Considering the competing inferences and credibility determinations outlined above, a jury could conclude that Streicher's conduct evinced the requisite level of intent for a substantive due process claim. Summary judgment on the question of qualified immunity is generally inappropriate where “determining whether [defendant's] violation of [plaintiff's] rights was clearly established [as unlawful] . . . requires findings of fact.” Taylor v. City of Milford, 10 F.4th 800, 808 (7th Cir. 2021). Whether the law clearly established that Streicher's acts were violations of Stinson's constitutional rights-that is, how reasonable officers would, after twenty years' time, understand the 1996 precedent of Hill v. Shobe as applied to the facts of this case-is to be determined after the facts are clarified. If a jury draws inferences in Stinson's favor and finds that he has established a constitutional violation, Streicher may yet argue that the case law in this circuit did not clearly establish on January 25, 2020, that it was a violation of Stinson's constitutional rights for Streicher to operate his Tahoe while not paying attention to the road and proceeding against a red light into an intersection without the right of way. See Taylor, 10 F.4th at 812 (citing Estate of Escobedo v. Martin, 702 F.3d 388, 398 n.4 (7th Cir. 2012) (“Though rare, trial courts may consider qualified immunity after trial.”).
4.4 State Law Claims
The parties informed the Court on October 11, 2022 that they had settled all of Plaintiffs' claims under Wisconsin law and would file a stipulation seeking dismissal of those claims.
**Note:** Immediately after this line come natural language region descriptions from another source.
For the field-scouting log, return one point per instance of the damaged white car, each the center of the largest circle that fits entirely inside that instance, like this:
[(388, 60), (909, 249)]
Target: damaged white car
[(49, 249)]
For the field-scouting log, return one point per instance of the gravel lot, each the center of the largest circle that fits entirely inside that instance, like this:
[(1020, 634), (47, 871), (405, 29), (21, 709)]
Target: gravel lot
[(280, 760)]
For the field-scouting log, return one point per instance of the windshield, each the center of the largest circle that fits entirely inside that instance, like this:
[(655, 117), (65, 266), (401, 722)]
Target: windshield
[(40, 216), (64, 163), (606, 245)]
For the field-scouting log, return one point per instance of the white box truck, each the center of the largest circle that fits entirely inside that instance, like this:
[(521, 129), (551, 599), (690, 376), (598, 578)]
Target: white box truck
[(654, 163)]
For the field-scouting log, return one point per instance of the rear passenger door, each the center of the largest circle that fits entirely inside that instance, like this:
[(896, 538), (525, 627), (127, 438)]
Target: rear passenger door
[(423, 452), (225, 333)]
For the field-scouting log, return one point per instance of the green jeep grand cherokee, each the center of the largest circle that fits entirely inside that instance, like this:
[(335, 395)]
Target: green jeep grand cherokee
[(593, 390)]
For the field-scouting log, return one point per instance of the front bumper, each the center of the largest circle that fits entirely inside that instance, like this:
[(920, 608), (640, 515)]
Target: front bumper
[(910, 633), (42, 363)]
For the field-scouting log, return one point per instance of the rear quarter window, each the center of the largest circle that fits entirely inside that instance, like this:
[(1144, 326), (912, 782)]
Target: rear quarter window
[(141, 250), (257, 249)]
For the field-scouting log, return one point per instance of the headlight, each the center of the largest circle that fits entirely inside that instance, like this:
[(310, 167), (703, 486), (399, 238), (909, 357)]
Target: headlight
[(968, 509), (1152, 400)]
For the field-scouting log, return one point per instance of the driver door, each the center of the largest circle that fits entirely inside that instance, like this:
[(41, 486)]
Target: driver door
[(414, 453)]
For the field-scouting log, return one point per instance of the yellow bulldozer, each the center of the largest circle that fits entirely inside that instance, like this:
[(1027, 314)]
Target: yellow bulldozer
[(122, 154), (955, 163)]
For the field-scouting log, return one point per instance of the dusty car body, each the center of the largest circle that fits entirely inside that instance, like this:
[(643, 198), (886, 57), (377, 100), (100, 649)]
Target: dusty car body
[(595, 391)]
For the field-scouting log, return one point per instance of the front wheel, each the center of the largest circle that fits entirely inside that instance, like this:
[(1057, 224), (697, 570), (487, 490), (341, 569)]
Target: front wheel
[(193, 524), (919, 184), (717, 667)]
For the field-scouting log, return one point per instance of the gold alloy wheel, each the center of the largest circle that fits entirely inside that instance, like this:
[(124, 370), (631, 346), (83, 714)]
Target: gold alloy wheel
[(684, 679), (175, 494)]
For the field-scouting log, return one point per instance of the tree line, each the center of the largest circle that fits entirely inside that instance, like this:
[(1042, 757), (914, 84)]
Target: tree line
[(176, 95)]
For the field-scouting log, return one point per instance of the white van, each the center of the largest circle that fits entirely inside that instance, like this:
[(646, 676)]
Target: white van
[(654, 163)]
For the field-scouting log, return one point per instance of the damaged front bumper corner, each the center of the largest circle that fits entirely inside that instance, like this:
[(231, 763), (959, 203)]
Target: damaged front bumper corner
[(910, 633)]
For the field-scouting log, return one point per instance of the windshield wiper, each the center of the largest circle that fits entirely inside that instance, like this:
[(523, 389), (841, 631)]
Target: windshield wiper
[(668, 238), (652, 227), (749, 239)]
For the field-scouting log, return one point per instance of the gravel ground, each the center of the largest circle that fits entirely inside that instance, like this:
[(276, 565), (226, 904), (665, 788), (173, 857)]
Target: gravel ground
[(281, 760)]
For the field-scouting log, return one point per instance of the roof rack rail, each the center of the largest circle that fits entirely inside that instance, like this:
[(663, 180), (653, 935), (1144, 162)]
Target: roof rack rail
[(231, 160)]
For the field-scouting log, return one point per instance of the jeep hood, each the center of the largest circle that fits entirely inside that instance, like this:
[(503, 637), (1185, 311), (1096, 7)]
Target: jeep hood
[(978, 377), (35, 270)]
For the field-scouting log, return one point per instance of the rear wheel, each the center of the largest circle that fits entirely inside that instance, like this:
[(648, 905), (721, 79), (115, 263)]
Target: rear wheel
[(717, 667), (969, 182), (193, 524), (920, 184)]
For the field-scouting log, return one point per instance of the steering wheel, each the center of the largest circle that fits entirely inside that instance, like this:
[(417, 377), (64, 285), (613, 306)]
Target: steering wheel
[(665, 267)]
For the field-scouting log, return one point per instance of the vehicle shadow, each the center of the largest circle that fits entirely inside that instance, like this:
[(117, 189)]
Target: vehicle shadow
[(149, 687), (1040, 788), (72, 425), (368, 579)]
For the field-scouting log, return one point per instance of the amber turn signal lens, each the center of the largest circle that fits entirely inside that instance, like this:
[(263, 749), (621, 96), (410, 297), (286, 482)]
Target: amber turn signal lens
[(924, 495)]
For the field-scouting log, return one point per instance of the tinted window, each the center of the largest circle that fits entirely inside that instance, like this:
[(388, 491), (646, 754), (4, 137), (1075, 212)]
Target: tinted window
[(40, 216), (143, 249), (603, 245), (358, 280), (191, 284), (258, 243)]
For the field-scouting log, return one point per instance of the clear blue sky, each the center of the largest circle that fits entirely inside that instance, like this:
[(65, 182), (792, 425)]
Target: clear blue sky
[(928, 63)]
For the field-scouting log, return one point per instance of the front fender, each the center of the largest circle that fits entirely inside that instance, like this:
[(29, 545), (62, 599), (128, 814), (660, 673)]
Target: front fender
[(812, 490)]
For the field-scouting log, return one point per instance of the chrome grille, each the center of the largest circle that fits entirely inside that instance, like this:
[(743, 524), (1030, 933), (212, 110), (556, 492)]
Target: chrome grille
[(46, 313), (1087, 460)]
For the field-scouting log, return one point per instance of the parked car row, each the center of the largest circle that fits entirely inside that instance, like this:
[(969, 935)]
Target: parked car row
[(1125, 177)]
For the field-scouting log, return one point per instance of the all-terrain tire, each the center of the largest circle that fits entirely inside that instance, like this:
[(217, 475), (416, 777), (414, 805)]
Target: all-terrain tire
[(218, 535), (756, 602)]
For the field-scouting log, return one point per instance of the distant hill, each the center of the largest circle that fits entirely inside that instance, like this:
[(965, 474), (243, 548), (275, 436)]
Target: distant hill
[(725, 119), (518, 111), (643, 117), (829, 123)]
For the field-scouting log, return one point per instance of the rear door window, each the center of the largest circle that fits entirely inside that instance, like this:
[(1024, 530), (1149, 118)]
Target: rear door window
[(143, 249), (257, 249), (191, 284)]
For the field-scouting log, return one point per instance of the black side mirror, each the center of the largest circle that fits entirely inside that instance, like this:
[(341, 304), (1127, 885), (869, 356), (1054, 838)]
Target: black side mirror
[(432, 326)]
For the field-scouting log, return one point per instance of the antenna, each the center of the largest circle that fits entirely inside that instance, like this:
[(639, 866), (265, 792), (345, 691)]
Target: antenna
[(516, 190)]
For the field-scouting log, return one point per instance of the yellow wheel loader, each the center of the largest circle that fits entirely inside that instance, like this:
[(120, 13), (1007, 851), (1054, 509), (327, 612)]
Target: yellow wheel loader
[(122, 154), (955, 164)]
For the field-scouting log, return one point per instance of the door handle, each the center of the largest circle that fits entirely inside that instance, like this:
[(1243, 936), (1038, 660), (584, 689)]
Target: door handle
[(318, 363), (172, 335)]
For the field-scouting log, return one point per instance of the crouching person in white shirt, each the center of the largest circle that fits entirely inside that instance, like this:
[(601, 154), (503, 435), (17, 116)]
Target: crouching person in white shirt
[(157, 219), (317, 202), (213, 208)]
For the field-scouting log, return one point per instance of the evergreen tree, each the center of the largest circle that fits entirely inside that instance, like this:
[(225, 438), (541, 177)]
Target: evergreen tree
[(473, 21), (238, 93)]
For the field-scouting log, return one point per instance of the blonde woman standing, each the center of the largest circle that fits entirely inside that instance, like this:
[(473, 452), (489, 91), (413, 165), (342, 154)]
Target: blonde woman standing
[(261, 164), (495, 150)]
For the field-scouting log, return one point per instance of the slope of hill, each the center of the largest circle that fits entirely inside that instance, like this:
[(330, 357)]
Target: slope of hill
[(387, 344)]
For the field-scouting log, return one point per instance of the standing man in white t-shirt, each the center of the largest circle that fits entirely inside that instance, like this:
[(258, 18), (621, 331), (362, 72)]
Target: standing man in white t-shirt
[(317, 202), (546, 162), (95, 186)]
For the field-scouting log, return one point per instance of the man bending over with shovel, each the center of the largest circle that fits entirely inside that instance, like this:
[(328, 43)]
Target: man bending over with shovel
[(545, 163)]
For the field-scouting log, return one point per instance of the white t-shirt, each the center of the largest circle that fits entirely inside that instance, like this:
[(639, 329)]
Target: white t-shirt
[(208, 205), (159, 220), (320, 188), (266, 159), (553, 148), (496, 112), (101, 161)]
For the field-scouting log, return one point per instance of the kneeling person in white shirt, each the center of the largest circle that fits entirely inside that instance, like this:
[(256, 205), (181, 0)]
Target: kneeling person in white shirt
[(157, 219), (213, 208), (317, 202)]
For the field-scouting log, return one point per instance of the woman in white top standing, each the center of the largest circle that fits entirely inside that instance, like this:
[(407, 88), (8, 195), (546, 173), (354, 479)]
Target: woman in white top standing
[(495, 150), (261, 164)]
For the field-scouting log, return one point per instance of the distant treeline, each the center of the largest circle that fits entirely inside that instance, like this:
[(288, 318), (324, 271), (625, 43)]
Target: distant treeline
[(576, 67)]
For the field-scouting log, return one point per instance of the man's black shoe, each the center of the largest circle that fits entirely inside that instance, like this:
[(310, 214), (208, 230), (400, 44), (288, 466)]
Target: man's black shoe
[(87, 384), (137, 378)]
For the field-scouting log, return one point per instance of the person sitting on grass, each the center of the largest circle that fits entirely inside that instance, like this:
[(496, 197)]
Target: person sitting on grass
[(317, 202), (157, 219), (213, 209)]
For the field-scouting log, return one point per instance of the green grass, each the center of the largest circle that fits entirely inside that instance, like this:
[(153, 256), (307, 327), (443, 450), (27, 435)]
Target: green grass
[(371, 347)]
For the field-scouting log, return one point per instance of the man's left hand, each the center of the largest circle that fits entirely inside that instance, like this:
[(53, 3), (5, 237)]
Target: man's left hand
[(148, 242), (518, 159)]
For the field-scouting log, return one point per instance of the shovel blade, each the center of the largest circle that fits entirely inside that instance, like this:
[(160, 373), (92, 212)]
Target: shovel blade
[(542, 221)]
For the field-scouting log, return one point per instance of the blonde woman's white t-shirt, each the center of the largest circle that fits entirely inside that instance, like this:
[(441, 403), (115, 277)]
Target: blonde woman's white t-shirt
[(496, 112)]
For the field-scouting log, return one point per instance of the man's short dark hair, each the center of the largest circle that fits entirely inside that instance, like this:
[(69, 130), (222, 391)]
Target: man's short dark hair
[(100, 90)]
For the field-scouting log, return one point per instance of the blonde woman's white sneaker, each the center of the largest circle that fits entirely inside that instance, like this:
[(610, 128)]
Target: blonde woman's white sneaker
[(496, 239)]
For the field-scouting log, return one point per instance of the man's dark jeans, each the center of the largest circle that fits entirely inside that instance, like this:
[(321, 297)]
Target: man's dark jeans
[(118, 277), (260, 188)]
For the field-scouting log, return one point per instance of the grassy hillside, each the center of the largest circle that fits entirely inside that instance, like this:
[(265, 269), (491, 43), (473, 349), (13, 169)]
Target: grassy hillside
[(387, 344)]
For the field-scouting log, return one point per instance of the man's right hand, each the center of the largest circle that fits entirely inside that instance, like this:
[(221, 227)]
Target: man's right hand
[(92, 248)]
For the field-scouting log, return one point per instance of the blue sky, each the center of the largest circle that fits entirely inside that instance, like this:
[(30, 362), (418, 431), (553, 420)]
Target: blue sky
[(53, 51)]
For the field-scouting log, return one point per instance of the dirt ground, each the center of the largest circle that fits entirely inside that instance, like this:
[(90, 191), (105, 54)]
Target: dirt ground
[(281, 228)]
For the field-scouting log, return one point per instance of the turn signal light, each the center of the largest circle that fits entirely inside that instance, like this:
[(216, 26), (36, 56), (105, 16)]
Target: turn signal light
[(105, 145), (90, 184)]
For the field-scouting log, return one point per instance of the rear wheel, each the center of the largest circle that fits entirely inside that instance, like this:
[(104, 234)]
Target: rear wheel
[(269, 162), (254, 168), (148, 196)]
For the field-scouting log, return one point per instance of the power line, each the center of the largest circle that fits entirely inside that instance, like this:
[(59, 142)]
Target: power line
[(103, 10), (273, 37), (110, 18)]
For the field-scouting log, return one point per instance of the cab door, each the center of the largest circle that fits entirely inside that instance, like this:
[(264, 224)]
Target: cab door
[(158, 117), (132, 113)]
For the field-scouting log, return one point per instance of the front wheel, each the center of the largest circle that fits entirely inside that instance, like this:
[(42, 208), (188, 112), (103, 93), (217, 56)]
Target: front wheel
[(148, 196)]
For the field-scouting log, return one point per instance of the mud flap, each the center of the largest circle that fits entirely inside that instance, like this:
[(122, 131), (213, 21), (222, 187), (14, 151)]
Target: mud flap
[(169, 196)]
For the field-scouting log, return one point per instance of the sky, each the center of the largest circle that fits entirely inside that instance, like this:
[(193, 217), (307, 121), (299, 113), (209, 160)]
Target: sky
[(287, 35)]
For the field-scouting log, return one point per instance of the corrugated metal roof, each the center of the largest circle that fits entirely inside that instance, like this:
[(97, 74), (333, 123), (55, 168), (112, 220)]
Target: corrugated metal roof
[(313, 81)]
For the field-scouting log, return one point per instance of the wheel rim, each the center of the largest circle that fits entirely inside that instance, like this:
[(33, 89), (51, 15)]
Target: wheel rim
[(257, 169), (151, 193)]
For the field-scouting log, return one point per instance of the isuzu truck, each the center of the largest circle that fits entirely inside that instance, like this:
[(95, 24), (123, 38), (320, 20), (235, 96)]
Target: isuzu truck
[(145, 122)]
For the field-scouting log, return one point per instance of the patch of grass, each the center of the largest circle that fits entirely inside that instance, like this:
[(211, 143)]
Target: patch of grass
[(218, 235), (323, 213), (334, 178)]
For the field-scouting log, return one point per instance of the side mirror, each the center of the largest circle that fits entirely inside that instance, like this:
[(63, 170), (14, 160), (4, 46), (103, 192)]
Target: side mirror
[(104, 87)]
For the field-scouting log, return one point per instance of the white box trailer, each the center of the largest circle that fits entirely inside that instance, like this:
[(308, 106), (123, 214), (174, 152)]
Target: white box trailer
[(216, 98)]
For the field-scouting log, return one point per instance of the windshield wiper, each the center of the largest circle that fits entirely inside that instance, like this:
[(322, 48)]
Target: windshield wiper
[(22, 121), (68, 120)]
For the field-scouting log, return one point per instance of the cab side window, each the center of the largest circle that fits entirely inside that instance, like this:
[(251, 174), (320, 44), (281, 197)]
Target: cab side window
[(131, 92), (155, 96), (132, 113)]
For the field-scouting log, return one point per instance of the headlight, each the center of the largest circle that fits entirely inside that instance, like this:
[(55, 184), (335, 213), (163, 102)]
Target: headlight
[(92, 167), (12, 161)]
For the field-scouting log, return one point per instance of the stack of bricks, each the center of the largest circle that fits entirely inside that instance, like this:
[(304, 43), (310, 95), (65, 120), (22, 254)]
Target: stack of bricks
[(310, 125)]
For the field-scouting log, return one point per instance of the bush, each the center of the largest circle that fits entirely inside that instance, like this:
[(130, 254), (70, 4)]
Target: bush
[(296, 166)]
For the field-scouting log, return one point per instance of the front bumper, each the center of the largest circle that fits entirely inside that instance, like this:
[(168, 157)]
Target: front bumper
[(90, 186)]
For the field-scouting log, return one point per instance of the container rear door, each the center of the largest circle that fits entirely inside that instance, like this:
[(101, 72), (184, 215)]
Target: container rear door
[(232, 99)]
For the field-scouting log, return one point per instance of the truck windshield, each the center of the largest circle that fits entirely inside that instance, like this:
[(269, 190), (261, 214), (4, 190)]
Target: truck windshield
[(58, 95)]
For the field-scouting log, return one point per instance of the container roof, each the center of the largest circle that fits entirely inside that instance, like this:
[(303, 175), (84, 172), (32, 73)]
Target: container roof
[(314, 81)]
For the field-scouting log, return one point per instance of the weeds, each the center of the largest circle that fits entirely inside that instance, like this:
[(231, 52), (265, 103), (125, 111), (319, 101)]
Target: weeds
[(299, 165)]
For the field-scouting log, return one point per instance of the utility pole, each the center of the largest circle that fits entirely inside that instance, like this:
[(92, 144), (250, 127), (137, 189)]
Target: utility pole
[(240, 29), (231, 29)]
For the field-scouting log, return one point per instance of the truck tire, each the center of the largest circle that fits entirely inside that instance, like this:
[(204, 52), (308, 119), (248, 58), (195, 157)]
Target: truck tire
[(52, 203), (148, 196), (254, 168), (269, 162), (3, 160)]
ECF No. 40. In light of both the parties' settlement and the denial of summary judgment, the issue of relinquishing jurisdiction over Plaintiffs' state law claims is moot.
4.5 Punitive Damages
Defendants again in a footnote request summary judgment in their favor on Plaintiffs' claim for punitive damages. ECF No. 30 at 13, n.2. Because the question of punitive damages is bound up in a determination of Streicher's mental state, see Smith v. Wade, 461 U.S. 30, 39-51 (1983), the Court leaves resolution of this issue for another day.
5. CONCLUSION
Because the facts of this case present competing inferences and significant issues of credibility only capable of resolution by a jury, the Court denies Defendants' motion for partial summary judgment. The Court defers on the corollary legal question of qualified immunity until the underlying factual issues are decided.
Accordingly, IT IS ORDERED that Defendants' motion for partial summary judgment, ECF No. 29, be and the same is hereby DENIED.